VPN Logging: Zero Logs vs Metadata Logs vs Browsing Logs
Let’s first consider the following comparison of various types of logs:
Zero Logs VPN
No Privacy Issues
- Data N/A
Full Traffic Logs
Invasion of Privacy
Real IP address 188.8.131.52
Connected to US server Jan 3, 2015, 1:13 PM
Assigned IP address 184.108.40.206
⁃ etc etc etc....
Disconnected from US server Jan 3, 2015, 10:45 PM
Total bandwidth: 10GB
Essentially, the above means that the most secure VPN provider is a Zero Logs company that keeps absolutely no personally identifiable information about their users. Zero Logs VPN providers cannot match an assigned IP address with the real IP address and do not monitor users’ browsing habits. A list of the best zero-logs VPN providers is provided in the Most Secure VPN guide.
VPN providers that keep Metadata Logs (Server Connection Logs), related to the date and time when the connection to the server was established and an IP address that was used, also do not monitor their users’ online activity. This is the reason they tend to call themselves “No Logs” VPN providers. But since these providers know your real IP address and which VPN IP address you were assigned, they can decide to cooperate with the authorities when you break the law. So once you get the attention of the authorities, a specific law enforcement agency uses an IP address involved in a specific illegal activity and subpoenas a VPN provider to reveal the real IP address. This is different from logging the websites that you visit and spying, though, because a VPN provider doesn’t know what you do online when you use their network.

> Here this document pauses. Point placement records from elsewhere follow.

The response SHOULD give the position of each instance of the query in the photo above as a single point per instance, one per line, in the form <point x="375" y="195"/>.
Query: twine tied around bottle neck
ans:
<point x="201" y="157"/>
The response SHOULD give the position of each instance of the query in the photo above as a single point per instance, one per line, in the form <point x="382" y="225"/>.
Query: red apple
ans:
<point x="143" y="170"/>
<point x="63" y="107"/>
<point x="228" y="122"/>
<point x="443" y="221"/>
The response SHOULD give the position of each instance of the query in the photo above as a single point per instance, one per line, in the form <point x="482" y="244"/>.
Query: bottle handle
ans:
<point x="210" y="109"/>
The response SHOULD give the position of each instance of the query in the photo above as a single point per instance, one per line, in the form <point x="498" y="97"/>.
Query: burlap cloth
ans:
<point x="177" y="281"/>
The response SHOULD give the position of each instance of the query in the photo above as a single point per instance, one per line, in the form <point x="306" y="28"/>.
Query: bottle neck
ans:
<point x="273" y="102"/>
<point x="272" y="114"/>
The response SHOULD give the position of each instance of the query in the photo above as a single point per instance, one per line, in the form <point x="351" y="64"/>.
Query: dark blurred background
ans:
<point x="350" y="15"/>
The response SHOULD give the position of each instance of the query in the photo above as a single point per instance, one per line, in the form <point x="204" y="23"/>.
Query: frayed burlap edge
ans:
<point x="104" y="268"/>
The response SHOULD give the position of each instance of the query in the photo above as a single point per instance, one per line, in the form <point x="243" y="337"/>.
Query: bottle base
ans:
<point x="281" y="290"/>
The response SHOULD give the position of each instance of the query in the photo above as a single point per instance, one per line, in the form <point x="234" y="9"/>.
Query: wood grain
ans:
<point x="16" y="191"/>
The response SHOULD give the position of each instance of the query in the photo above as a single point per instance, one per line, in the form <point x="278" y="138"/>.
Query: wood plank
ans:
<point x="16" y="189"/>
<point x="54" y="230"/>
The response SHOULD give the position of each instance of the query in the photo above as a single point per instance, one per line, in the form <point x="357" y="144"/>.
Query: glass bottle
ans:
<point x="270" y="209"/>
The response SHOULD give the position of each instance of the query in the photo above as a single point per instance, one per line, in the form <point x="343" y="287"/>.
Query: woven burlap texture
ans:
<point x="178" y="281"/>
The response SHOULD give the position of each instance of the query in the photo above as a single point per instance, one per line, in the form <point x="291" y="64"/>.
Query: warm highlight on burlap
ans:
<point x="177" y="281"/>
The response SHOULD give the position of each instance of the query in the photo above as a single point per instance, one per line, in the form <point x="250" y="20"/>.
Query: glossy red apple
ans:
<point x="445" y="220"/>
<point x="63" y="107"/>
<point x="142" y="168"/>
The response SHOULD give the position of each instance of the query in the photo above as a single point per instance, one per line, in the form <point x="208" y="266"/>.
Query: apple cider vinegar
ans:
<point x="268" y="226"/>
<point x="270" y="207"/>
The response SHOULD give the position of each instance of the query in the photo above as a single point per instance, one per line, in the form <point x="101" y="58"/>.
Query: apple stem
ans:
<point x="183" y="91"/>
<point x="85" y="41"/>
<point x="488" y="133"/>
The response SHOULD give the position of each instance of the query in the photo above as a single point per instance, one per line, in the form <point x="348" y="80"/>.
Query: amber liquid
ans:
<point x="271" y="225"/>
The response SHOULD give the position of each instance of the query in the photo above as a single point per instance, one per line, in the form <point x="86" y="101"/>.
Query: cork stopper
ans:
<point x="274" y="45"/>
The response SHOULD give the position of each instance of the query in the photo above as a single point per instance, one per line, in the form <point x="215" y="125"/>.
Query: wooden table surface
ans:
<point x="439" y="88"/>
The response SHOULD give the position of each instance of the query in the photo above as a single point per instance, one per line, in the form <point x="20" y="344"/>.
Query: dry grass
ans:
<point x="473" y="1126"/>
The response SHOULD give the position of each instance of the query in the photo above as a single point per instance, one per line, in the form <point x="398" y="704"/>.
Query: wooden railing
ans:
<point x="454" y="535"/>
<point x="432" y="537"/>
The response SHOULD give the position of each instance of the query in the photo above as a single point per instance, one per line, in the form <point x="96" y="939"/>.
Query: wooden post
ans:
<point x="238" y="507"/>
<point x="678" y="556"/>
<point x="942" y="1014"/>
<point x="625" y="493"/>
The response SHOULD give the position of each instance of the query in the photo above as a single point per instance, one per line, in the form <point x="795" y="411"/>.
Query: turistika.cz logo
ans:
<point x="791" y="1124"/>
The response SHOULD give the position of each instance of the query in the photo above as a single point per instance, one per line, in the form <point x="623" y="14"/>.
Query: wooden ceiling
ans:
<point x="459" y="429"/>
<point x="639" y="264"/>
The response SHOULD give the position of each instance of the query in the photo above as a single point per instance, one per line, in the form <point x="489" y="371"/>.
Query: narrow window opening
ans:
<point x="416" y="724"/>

Let’s say John with a real IP 220.127.116.11 was assigned an IP address 18.104.22.168. When John accesses various websites, these websites store certain information about this user, including an IP address, OS, browser and screen resolution. When 22.214.171.124 is tagged by the authorities for, lets say, selling guns on the darknet, they reach out to a VPN provider with a court order to disclose the real info about this user, which in the case of Metadata Logging is an IP address. The provider can then match 126.96.36.199 to a real user 188.8.131.52. and this is how John gets caught.
However, when a Shared IP was used, there were multiple users who were connected to the same server. So law enforcement needs to employ additional techniques to determine an exact individual.
While we do not feel that criminal activity should be endorsed and enabled by the means of encryption tools, it’s important to note that metadata logging is not suitable for whistleblowers, certain journalists or other illegal activities. Keeping server connection logs, however, in no way invades user privacy and is, therefore, an excellent choice to protect yourself from mass surveillance. When you’re using encryption tools, nobody can intercept and steal your data, and ISPs no longer have access to your browsing history.
Full Traffic Logging (Browsing Activities), on the other hand, is unacceptable and critically invades our right to privacy! As evident from the table provided, full traffic logs contain highly personal sensitive information about browsing habits of the users and can be used to build personal profiles. Mandatory Data Retention laws in the UK, Europe and Australia force ISPs and telecom companies to store full browsing logs. Based on the privacy policies of the VPN providers we reviewed, none of them practice full logging. However, we’d like to note that some reserve the right to temporarily turn on logging for investigation purposes when they determine their network is being abused. Since they do not clarify exactly what constitutes abuse and do not specify what information they start logging in such cases, we feel that such companies should fall under the Full Traffic Logging VPN category and should be used with caution.